Stick welding, also known as manual metal arc welding (MMA) or shielded metal arc welding (SMAW), or arc welding, is the first welding process a welder learns during training because it is one of the easiest welding methods. Arc welding machines offer many advantages over MIG/MAG and TIG processes. This welding process is suitable for almost any material, making it ideal for pipelines, heavy fabrication, and construction site applications. Manual arc welding allows welding vertically, horizontally, or even overhead. In addition, stick welders are free from shielding gases and can work efficiently outdoors, even in adverse weather conditions such as wind or rain.
AC (alternating current) and DC (direct current) are the two different types of current used in arc welders. When the output current is AC, this welding machine is called a welding transformer or a coil-type arc welding machine. On the other hand, if the output current is DC, then we call it a welding rectifier, which generally comes in three types: inverter-type welding machine, diode-based welding rectifier, and thyristor-based welding rectifier.

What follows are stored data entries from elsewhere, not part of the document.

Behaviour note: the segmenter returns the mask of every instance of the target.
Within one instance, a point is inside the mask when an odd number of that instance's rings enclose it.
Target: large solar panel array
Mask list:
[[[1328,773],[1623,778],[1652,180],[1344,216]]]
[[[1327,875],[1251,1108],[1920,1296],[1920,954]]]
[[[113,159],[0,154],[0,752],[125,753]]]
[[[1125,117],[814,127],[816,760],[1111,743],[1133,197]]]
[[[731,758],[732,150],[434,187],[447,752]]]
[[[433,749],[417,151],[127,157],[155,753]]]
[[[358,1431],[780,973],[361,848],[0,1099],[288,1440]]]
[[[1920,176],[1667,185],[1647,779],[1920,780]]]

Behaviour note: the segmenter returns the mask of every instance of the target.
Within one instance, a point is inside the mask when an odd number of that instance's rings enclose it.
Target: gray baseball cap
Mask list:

Stick welding can work using alternating (AC) or direct (DC) power sources. However, direct current is the preferred polarity for stick welding as it offers several benefits, including a smoother and more stable arc, less spatter, and easier overhead welding. Common electrodes used for general welding work include 6010, 6013, and 7018. With 6010 electrodes, deeper penetration is possible compared to 6013 electrodes. DC welding is also suitable for melting all welding electrodes, including 6010 and 7018. Use 7018 electrodes for better bead shape and higher strength welds.